# Holder's inequality for integrals

1. Apr 18, 2012

### brydustin

Does anyone know a simple proof for holder's inequality?

I would be more interested in seeing the case of
|∫fg|≤ sqrt(∫f^2)*sqrt(∫g^2)

2. Apr 18, 2012

### DonAntonio

Be sure you can prove the following:

1) For any $x,y\in\mathbb R\,\,,\,\,xy\leq\frac{1}{2}(x^2+y^2)$

2) Now put $\frac{f}{\sqrt{\int f^2}}:= x\,,\,\,\frac{g}{\sqrt{\int g^2 dx}}:=y\,\,$ in the above, integrate both sides and voila!, there you have your proof.

DonAntonio

3. Apr 19, 2012

### brydustin

Well the first part makes sense, I don't see why the second step follows.

4. Apr 19, 2012

### brydustin

Also I don't see the first part either....

If max(x,y) = x.
Then xy <= x^2.
and y^2 <= xy
But the other part doesn't follow. I think your proof is lacking....

5. Apr 19, 2012

### micromass

Think about $(x-y)^2$ and $(x+y)^2$.

6. Apr 19, 2012

### brydustin

Actually I see the argument xy ≤ 1/2 (x^2 + y^2)
Now if we let min(x,y) = x. Such that x+ε=y as ε→0,
then xy doesn't decrease as fast as x^2. I.e. (y-ε)y < (y-ε)^2 = x^2
Okay, so the first part makes since, but I still don't see Holder's inequality.

7. Apr 19, 2012

### micromass

What do you get if you fill in the x and y that DonAntonio suggested?

8. Apr 19, 2012

### DonAntonio

$xy\leq \frac{1}{2}(x^2+y^2)\Longleftrightarrow 0 \leq (x-y)^2$ . I think something different is lacking...;)

DonAntonio

9. Apr 19, 2012

### brydustin

For the first part: Let x + ε= y. : ε≥0
y^2 - εy ≤ y^2 - εy + 2ε^2
y^2 - εy ≤ .5(2^2 - 2yε+ε^2)
(y-ε)y = xy ≤ .5[ (y-ε)^2 + y^2] = .5(x^2 + y^2)

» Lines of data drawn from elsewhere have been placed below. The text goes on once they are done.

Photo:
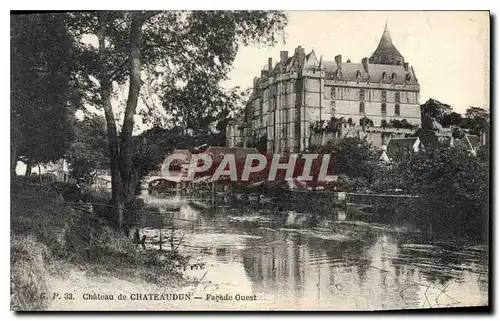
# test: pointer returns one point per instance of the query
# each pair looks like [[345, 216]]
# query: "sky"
[[449, 51]]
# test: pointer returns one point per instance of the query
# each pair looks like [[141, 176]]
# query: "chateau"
[[370, 99]]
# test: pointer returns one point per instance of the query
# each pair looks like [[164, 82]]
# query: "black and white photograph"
[[261, 160]]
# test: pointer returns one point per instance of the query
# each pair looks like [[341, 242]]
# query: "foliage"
[[403, 123], [366, 122], [260, 144], [451, 119], [476, 120], [43, 94], [180, 56], [351, 156], [433, 109], [454, 186], [89, 151]]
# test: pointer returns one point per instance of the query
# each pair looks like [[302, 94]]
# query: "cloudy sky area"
[[448, 50]]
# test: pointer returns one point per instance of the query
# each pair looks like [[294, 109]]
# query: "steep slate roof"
[[399, 145], [374, 74], [386, 47], [469, 142]]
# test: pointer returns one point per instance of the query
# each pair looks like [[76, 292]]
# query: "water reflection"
[[331, 261]]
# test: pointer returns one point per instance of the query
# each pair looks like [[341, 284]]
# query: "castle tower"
[[386, 53]]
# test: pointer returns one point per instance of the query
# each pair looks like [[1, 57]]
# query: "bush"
[[28, 274]]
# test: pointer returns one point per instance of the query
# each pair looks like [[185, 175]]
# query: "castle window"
[[332, 106], [384, 109]]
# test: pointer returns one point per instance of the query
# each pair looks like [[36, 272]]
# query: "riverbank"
[[51, 239]]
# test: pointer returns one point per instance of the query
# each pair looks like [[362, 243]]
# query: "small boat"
[[265, 199], [253, 198]]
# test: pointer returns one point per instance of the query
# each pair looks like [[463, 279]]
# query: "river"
[[335, 261]]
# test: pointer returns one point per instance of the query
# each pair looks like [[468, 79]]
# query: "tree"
[[476, 120], [451, 119], [433, 109], [351, 156], [186, 51], [88, 153], [43, 96], [366, 122], [454, 186], [260, 144]]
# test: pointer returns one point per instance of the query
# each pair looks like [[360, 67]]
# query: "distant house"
[[398, 147], [217, 153], [470, 143], [382, 155]]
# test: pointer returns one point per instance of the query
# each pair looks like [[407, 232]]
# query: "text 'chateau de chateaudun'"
[[300, 91]]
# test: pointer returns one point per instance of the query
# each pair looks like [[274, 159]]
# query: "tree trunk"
[[29, 165], [132, 99], [120, 151], [13, 159], [105, 92], [39, 175]]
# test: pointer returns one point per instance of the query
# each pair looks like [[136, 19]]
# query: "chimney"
[[364, 61], [301, 55], [283, 60], [338, 61]]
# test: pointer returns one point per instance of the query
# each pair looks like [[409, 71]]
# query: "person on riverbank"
[[74, 193]]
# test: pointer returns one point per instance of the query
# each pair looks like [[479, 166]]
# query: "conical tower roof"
[[386, 53]]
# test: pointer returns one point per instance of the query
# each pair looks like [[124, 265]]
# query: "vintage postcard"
[[250, 160]]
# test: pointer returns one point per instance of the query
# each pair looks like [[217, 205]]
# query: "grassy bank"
[[50, 236]]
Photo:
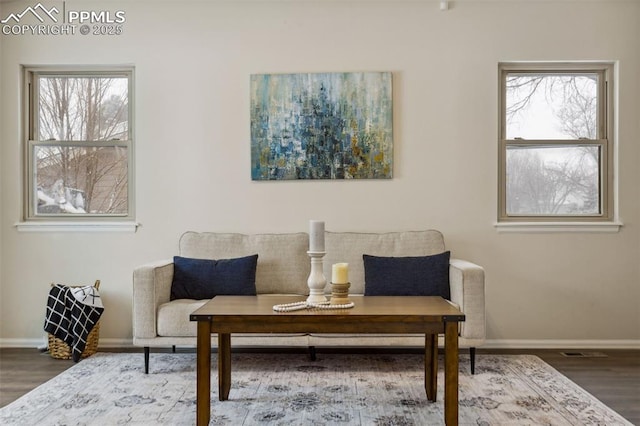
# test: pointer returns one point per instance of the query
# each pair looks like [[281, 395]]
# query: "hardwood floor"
[[614, 378]]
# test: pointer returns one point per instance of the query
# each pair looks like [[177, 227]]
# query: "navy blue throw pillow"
[[204, 278], [407, 276]]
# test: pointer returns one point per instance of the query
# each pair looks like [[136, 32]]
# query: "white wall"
[[193, 60]]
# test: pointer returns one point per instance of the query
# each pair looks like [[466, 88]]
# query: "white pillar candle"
[[316, 235], [340, 273]]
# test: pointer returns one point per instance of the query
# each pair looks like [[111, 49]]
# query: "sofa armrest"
[[151, 288], [467, 291]]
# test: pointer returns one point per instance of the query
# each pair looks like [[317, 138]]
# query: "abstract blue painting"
[[321, 126]]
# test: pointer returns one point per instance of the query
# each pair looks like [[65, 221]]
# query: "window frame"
[[604, 140], [30, 75]]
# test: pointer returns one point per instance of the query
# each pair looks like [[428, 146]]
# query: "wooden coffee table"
[[372, 314]]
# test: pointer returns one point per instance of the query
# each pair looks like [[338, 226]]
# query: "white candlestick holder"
[[316, 281]]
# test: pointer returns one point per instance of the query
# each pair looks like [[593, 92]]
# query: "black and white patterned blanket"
[[72, 312]]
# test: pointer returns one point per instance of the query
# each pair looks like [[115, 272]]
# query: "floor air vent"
[[574, 354]]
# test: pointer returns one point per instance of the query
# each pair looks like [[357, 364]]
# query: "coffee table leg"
[[431, 366], [451, 373], [224, 366], [203, 374]]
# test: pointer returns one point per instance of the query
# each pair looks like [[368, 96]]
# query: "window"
[[78, 144], [556, 144]]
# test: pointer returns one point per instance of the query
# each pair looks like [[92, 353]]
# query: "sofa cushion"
[[350, 246], [283, 263], [205, 278], [407, 276]]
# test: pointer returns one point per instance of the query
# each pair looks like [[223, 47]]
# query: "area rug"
[[289, 389]]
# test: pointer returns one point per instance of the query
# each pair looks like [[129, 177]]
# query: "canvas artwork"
[[321, 126]]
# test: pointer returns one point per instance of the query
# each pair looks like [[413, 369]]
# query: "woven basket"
[[58, 349]]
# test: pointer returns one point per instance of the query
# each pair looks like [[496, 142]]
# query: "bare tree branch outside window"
[[82, 167], [544, 174]]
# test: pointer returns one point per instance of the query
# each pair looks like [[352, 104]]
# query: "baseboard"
[[561, 344], [489, 344]]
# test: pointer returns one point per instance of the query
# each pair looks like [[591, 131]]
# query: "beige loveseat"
[[283, 267]]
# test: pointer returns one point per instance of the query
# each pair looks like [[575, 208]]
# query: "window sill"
[[541, 227], [52, 226]]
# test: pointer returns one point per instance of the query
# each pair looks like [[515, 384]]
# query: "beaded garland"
[[296, 306]]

The furthest I get for the second part is:
fg/[ (sqrt(∫g^2)*sqrt(∫f^2) ] ≤ .5 * [ (f^2/∫f^2) + (g^2/∫g^2) ]
Sorry, I don't see it.

10. Apr 19, 2012

### micromass

Why are you making it so difficult?? It's just basic algebra. What is $(x-y)^2$??

Now integrate both sides, what do you get??